Zarrah murmured, “How many days until we reach Nerastis?”

He wondered if she was thinking the same thing about children. Or if her thoughts were something else entirely.

“Hard to say.” He shifted off her, out of her, resting on one elbow so that he could see her face. “The wind is against us.”

“Is it?” She smiled, her hand sliding down his stomach. “I rather think it’s for us.”

If only this voyage could last forever. If only the wind would blow so fiercely that it held the ship in place, extending this moment into perpetuity, because he’d never have it again. “Don’t go back.”

Her hand stilled in its descent. “What do you mean?”

“Don’t go back to Valcotta.” Before she could say anything that would silence him, he added, “We could leave all this behind us. Buy passage on a Harendellian merchant vessel and risk the Tempest Seas. Sail all the way north until there is no one who knows or cares who we are and then live under different stars.”

Zarrah was silent, her expression unreadable. “You would leave for the sake of us being together?”

“You make it sound like a greater sacrifice than it is.” He smiled, but it was forced. “Abandoning politics and scheming and war and murder to be with the woman I’m in love with is an easy decision.”

Now that he’d said the word once, it was as though it needed to be said over and over, despite her not saying it in return. Because he knew why she hadn’t.

“What of your family? Are they so easy to abandon? To leave to suffer under your father or whichever of your brothers eventually inherits?”

Keris closed his eyes, thinking of his aunts. Of his siblings, many barely past infancy. Of Sara, forced to toil for her meals in the church. “It wouldn’t be easy. It would be a burden I’d carry for the rest of my life.” He opened his eyes. “But I’ll still do it, if it means being with you.”

“Why?” Her voice shook, but she rolled him onto his back, straddling him as she demanded, “Why are you willing to do all of this for me?”

“Because I never lived until I met you, not really.” He lifted a hand to her face, thumb stroking her cheek. “And because you’ve not been given what you deserve. Not been treated how you deserve to be treated. I would give you everything. We’d be happy.”

The storm outside was fading, the sunlight growing brighter, and it illuminated her face. Revealed the dusting of freckles on her cheeks, the highlights of red in her dark-brown hair. But it was her dark eyes he fixed on, wide and framed with endless black lashes. Doe-like, despite the mind behind them being that of a tigress.
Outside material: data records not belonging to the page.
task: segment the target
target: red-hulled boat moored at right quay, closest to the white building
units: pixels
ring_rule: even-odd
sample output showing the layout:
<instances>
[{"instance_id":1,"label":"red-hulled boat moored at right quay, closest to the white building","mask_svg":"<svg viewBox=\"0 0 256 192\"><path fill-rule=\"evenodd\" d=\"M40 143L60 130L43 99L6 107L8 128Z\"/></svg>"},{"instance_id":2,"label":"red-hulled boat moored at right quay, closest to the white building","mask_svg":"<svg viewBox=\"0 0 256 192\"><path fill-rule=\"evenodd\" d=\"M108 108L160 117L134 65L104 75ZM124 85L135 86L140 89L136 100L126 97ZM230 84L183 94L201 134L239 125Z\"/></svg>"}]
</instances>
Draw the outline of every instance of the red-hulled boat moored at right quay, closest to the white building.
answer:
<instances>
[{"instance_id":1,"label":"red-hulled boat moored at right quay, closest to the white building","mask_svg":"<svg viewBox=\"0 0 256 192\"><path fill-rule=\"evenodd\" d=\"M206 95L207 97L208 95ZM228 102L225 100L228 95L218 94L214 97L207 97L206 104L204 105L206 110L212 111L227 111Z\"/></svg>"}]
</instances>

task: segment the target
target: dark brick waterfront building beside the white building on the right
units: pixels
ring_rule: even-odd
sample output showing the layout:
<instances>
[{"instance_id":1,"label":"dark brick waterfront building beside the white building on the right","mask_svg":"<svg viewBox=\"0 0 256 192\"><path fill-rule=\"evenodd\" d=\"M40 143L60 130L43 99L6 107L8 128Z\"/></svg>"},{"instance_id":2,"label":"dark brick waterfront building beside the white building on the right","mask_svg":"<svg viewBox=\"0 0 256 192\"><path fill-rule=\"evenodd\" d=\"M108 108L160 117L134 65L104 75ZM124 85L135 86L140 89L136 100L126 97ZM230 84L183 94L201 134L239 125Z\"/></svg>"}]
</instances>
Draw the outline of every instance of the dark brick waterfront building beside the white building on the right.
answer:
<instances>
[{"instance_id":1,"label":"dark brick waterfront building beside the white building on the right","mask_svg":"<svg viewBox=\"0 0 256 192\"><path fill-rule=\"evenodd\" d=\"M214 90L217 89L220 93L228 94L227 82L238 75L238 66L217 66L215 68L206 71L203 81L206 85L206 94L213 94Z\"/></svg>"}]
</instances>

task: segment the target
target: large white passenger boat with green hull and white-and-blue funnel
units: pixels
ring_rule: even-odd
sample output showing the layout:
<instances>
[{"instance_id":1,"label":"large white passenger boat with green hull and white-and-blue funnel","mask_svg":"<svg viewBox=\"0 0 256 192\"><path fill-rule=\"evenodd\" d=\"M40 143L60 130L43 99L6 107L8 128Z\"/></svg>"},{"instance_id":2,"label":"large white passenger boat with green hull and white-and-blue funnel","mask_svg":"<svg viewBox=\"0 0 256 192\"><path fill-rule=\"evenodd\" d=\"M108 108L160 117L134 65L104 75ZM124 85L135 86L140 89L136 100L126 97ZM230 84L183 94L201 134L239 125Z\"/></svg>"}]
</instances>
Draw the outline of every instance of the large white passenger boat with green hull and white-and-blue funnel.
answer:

“I need to think on it.” Her voice was tight. Strangled. “I need… I need time to think.”

It wasn’t a no. But it wasn’t a yes. A twist of anger rolled through his chest, because what did she have to go back to? Whom did she have to go back to besides the aunt who’d left her for dead? It wouldn’t be a happy life she returned to, and he wanted more for her than that. But instead of saying any of that, he gave her a tight nod.

“It’s not an easy decision.” She bit her bottom lip. “For my heart, the answer is easy, and it would be yes. A thousand times, yes. But…”

“Honor.” He couldn’t keep the bitterness from his voice. “You honor the people who’d spit on you if they knew the truth.”

She flinched, and guilt flooded him. “I’m sorry. I’m an asshole to have said that.”

Zarrah only shook her head. “You’re not wrong. They would. But this decision… it’s not about honoring them—it’s about honoring myself. I…” She looked away, seeming to hunt for the words she needed. “I need to do things that I believe areright.So I can be proud of who I am and what I’ve done, because there is much I’ve done that I feel ashamed of.” Her eyes jerked back to his. “I don’t mean you. I could never regret you.”

Keris found himself wondering if that was entirely true. Or if it was, whether it would remain true.